If you think the same standards exist for men and women who toil in the public sphere you have only to look at our present political situation to be disabused of this notion mighty damn quick. In deference to readers in the future I will briefly summarize what is no doubt etched in history. For a time a mobbed-up lout, deep in the pocket of a foreign adversary, sat in the highest office in the land. If you’re wondering how this could have happened, I will tell you a story about movie making and you can draw your own parallels.

Not too long ago, in a city much like Gotham, a very big film was being made. On this film the people who were responsible for the vehicles that moved the crew, and the trucks that carried all the filming equipment, were part of an old and powerful organization. These people were drivers, and the organization was a union.

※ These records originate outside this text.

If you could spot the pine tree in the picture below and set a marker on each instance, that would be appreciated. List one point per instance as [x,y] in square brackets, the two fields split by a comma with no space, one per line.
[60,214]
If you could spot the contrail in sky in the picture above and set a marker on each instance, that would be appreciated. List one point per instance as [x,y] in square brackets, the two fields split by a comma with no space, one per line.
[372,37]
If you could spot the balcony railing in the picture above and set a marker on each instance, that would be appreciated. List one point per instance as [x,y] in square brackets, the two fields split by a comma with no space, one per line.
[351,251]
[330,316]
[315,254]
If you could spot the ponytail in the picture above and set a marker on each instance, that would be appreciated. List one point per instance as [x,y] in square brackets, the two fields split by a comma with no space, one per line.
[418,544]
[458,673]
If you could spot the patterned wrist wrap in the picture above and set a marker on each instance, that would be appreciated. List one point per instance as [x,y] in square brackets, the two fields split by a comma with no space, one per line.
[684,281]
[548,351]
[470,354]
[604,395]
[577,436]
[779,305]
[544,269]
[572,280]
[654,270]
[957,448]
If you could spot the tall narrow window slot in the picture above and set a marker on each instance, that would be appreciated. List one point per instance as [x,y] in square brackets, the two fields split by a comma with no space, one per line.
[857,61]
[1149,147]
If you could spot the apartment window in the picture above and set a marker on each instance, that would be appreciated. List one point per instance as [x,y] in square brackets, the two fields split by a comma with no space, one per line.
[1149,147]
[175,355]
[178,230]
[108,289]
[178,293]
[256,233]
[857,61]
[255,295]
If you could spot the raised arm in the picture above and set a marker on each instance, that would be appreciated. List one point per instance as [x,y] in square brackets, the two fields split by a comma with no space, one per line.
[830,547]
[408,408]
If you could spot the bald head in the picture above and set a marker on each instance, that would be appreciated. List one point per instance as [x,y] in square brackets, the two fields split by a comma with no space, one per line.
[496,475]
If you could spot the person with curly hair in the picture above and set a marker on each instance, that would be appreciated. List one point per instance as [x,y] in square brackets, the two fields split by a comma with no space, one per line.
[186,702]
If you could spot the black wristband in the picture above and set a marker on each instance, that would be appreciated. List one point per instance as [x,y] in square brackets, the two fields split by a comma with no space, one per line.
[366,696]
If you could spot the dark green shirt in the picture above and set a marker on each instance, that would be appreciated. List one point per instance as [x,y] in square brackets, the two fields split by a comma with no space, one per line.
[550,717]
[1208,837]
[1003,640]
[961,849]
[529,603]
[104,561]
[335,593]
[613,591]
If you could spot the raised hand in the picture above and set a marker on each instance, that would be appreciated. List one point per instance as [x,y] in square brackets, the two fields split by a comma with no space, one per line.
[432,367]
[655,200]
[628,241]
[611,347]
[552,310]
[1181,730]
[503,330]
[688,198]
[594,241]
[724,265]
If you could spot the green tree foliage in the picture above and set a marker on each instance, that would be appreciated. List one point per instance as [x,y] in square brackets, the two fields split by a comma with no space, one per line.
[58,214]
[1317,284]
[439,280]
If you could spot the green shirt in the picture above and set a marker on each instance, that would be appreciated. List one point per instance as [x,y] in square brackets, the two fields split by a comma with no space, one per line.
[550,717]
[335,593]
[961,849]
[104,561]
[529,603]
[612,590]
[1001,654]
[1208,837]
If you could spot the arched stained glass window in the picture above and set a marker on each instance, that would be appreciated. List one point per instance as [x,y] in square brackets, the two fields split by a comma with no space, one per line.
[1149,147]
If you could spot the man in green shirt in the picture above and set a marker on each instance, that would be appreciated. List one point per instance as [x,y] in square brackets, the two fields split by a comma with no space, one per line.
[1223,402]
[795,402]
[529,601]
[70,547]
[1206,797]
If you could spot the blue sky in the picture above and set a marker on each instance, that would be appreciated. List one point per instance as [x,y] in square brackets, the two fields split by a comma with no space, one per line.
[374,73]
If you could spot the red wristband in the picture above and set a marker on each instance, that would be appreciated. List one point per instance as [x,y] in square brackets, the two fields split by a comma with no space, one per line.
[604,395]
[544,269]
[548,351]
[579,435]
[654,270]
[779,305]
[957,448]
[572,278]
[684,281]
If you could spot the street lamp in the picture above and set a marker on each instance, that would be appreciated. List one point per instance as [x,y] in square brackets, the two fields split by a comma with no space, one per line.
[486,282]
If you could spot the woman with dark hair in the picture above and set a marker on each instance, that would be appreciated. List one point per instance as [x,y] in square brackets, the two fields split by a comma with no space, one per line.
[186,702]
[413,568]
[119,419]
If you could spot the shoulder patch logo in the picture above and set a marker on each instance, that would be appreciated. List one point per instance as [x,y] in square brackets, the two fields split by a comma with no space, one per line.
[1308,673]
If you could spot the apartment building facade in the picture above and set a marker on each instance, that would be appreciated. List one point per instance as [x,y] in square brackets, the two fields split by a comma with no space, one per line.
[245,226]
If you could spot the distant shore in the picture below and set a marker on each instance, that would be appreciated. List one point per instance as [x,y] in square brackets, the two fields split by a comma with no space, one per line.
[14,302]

One night at the end of a long day of filming some of the drivers — after all the vehicles were moved and parked and secured — gathered together to get their drink on. A few beers chased by a couple of shots and the partiers were well over the legal limit to drive. However, these revelers gave no concession to the law, they found limits posed no impediment to impulse. They drove off, half hammered, in their cars, SUVs, and pickups. One dawdling and particularly merry individual couldn’t, for the life of him, spot his ride. He warbled, “Dear Saint Anthony, please come around, something is lost that cannot be found,” up toward the roof of an old piano factory turned soundstage. Crickets. The last of the taillights were out. The merry individual was alone, all alone. He clicked his keys. His car’s location was revealed with a chirp. There was no way to access his wheels beside staggering through the parking lot, setting off alarms and smashing through his moon-roof. What a predicament. Yet, there was a vehicle that stood by itself, sleek, fast, finned, a marvel of steel and automotive design. It was the Batmobile. What did this driver do? He got into the Batmobile and drove off the secured set. Jazzed by his heist and feeling good he decided he wanted to feel even better. Instead of going home he jetted to his favorite bar. When last call came he left the bar wanting to feel even higher, and driving the city he spotted a streetwalker. Bada bing bada boom. Except the boom came down on him, because the prostitute he thought he was propositioning turned out to be an undercover cop. The driver was arrested. The Batmobile was placed in impound.

What were the movie producers to do? The Batmobile was meant to be filmed the next day. However, it was locked away. The police wouldn’t release it. It was stolen and not at all street legal. The mayor of the big city was awoken at an ungodly hour; he then woke the police chief. The Batmobile was released. Soon after the driver was released. The movie producers tried to fire him, but the union closed ranks asserting they determined which drivers were hired and fired, or as they told the producers, “He’s one of us.” A deal was struck; the driver was paid for the remainder of the movie but kept off set. An addled thief was kept on payroll. “He’s one of us.”

Getting back to politics, powerful men are always credited with virtues they don’t possess. Powerful women are damned despite them. Which is not to say I had been tasked with preserving the planet for the next generation, or ensuring peace and prosperity for my country. Nevertheless, I took my studio job seriously, and at a certain point, I found myself wanting to hotfoot it out of the administrative realm into the private sphere with my own version of an archangel. Did I act on that impulse? You shall soon find out.

Life never is a simple linear narrative; it’s too messy and senseless. On the other hand a memoir, no, make that a novel (a much less contentious prospect) is an attempt to resolve the random acts of a life and give them meaning — put them into some sort of context. Whether this reads as simply an insider chronicle of a life lived in Hollywood or another of those cautionary tales about the same, I’ll leave to you, gentle reader, my unknown confidant.


  1. George Kaplan

    Welcome back, Vickie! What a v. intriguing intro/prelude to the new novel. Marvelous! Well done, Ms L. I look forward to more from you, a beacon of light in a dark world.